Scanning through the diffs that aren't so obvious, I end up seeing this suspicious entry.
// RawVec
The first thing to notice that the allocation on the right is fairly large compared
to others at 4096 bytes. And we can also see a similar deallocation on the left that is
of the same RawVec<Entity>
type that is only 1024 bytes.
So it seems a RawVec<Entity>
is growing
across multiple frames. This is a probably actually a Vec<Entity>
as RawVec
is the underlying storage for a Vec
. One thing to note about a vec is
typically reallocated by doubling it's capacity, so we don't always see it grow
between frames. In this case it takes 240 frames to go to 4x the capacity. This pattern
of growth also seemed to be happening when watching the total memory used value in something
like the windows task manager. As the memory leak grew larger the time it would take for
the amount of memory commited to change would take longer and longer. So this seems like a
likely suspect.
Now we just need to figure out which Vec<Entity>
is growing. Doing a text search shows some
candidates.
// Small clip of VSCode search for Vec
Most of the things found are related to rendering. These are things like
caching the VisibleEntities, Bones, etc. Checking them by running a dbg!(Vec::capacity)
shows that most of these are zero. This is unsurprising since the scene is empty, but
still worth ruling out.
Oh, but what's this...a VecWorld::clear_trackers
in the main
schedule, so is probably not leaking there. But besides the main world there
is a separate render world.
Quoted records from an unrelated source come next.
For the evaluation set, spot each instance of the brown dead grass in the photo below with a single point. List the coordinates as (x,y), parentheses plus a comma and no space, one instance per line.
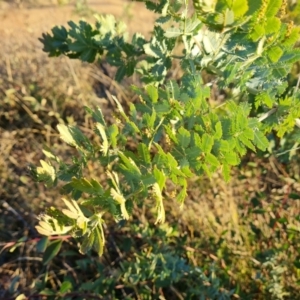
(37,93)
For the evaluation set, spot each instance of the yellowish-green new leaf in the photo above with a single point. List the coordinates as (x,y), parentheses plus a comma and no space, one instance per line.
(66,135)
(47,172)
(104,146)
(49,226)
(99,240)
(159,204)
(121,200)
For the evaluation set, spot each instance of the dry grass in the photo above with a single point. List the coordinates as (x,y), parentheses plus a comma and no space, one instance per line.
(233,224)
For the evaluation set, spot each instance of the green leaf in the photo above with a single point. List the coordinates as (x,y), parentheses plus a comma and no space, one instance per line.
(184,137)
(173,32)
(66,286)
(42,244)
(152,93)
(207,143)
(100,130)
(226,172)
(160,177)
(211,159)
(274,53)
(144,154)
(99,240)
(260,141)
(121,72)
(51,251)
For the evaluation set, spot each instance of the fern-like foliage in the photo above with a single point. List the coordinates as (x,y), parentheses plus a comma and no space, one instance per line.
(177,133)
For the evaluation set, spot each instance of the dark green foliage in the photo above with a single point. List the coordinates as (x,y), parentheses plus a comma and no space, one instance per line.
(176,130)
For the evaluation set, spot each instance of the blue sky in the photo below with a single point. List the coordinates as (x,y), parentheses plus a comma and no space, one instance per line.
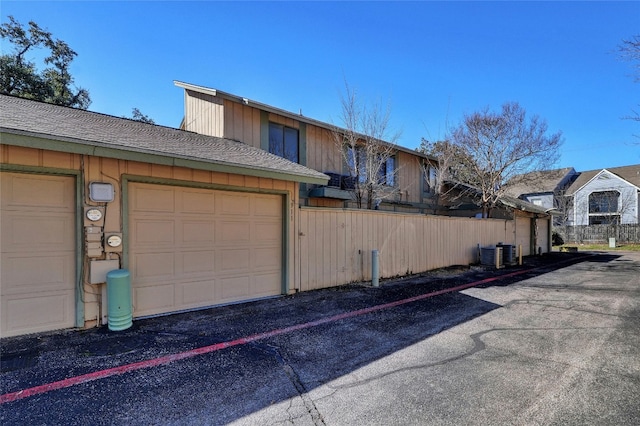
(432,62)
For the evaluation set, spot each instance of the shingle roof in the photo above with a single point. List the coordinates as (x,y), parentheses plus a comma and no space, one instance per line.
(538,182)
(629,173)
(31,118)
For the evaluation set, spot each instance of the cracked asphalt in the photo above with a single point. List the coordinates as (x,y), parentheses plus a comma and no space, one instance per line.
(554,345)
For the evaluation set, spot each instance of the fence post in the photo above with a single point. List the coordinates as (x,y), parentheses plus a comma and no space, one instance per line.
(520,255)
(375,277)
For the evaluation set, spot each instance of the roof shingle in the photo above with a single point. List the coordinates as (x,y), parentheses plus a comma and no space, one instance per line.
(23,116)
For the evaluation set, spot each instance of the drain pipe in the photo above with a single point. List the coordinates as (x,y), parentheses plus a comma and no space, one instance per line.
(375,275)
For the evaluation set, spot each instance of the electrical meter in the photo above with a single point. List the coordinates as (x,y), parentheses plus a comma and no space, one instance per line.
(114,240)
(94,215)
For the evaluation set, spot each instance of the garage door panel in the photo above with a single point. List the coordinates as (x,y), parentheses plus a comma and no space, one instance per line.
(154,266)
(234,232)
(29,273)
(213,258)
(236,205)
(265,284)
(198,262)
(39,313)
(37,244)
(197,232)
(235,260)
(153,199)
(263,258)
(197,201)
(24,231)
(154,299)
(270,207)
(234,288)
(193,293)
(50,192)
(153,232)
(267,232)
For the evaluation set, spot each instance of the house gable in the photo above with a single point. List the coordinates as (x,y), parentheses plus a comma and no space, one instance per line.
(605,198)
(241,119)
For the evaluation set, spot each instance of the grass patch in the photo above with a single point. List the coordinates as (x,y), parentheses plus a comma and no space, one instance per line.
(601,247)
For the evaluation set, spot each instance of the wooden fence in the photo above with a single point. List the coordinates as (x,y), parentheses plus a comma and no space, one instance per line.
(334,246)
(629,233)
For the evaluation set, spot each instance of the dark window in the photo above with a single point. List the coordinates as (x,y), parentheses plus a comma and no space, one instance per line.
(429,178)
(603,202)
(613,219)
(283,142)
(386,171)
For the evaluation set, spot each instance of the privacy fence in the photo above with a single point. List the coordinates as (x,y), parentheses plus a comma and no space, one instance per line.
(601,233)
(335,245)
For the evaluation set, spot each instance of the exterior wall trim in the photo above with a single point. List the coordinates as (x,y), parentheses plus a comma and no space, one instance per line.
(75,146)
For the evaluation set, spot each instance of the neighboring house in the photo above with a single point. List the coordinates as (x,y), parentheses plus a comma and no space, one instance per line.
(543,188)
(203,220)
(605,196)
(532,223)
(310,143)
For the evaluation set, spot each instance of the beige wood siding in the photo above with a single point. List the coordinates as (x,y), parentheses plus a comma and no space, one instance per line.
(543,235)
(242,123)
(335,245)
(191,248)
(408,177)
(322,153)
(37,278)
(204,114)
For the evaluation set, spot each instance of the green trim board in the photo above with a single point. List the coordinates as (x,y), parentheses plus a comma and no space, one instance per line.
(79,203)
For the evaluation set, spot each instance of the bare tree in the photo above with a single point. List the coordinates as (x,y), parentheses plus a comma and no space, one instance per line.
(492,149)
(629,50)
(368,151)
(442,177)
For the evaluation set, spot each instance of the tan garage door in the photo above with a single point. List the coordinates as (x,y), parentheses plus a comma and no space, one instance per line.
(37,216)
(192,248)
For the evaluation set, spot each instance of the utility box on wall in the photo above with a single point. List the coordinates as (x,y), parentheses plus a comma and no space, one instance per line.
(98,270)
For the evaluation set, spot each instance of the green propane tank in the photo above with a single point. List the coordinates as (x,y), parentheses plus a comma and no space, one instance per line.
(120,312)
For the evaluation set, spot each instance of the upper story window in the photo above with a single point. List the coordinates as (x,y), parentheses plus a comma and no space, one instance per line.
(284,142)
(604,202)
(386,168)
(429,178)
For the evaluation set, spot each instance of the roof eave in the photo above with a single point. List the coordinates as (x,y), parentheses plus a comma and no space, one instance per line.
(83,147)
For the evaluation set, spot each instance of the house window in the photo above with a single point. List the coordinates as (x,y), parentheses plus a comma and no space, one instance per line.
(613,219)
(357,163)
(283,142)
(429,178)
(603,202)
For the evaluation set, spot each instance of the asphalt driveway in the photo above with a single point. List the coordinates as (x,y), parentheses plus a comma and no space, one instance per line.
(556,341)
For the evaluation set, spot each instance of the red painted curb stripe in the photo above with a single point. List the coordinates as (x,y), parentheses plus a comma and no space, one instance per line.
(96,375)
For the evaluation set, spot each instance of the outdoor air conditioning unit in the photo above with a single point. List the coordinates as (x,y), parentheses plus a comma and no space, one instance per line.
(491,256)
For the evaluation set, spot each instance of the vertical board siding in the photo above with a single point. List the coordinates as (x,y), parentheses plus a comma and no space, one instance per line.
(203,114)
(335,245)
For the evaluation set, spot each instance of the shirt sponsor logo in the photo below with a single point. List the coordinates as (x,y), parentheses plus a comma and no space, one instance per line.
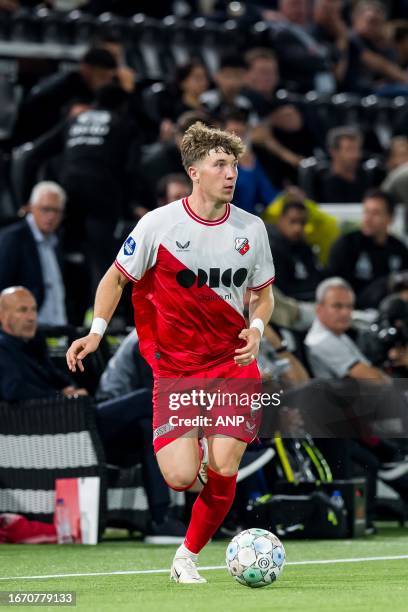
(214,277)
(242,245)
(182,247)
(129,246)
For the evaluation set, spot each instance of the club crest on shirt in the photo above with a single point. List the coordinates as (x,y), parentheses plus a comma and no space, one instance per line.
(129,246)
(242,245)
(182,247)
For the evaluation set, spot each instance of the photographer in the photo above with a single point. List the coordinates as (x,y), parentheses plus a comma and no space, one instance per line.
(385,342)
(332,353)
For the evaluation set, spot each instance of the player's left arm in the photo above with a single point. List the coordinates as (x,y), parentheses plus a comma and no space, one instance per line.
(261,305)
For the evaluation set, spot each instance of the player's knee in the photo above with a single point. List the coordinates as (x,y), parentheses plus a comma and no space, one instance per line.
(228,468)
(179,480)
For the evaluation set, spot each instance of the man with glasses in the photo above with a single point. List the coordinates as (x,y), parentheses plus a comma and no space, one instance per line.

The render world exists to completely separate the data
needed for simulation vs the data needed for rendering, so that the two schedules can
run in parallel. It's possible that clear_trackers
is not being called on the render
world. Checking RemovedComponents
's capacity on the render world quickly confirms that this
is the problem. And from a quick search it is confirmed that clear_trackers
is only being
called on the main world. Horay! We've found at least one memory leak.
An easy fix is to just call clear_trackers
in the render world's schedule. But rendering
is using an abstraction called SubApp
's and users are able to add their own sub apps. So
it'd be best to fix this in a way that works both for all aub apps. So instead we run it in
App::update
so it can't be forgotten to be called as long as we're using bevy_app
. We
also move the call for the main world into this function for consistency's sake.
Running the allocation tracer with this fix for 10000 frames confirms that memory use is no longer growing in the example. So it's confirmed this at least fixes the memmory leaks in the simple example.
I'm not sure how generally useful this technique will be. The scene was fairly static, so the noisiness of the allocations wasn't too bad. But with a more dynamic scene I imagine there would be many more allocations to sort through and not all of them will line up as neatly. But hopefully this can still work to some degree.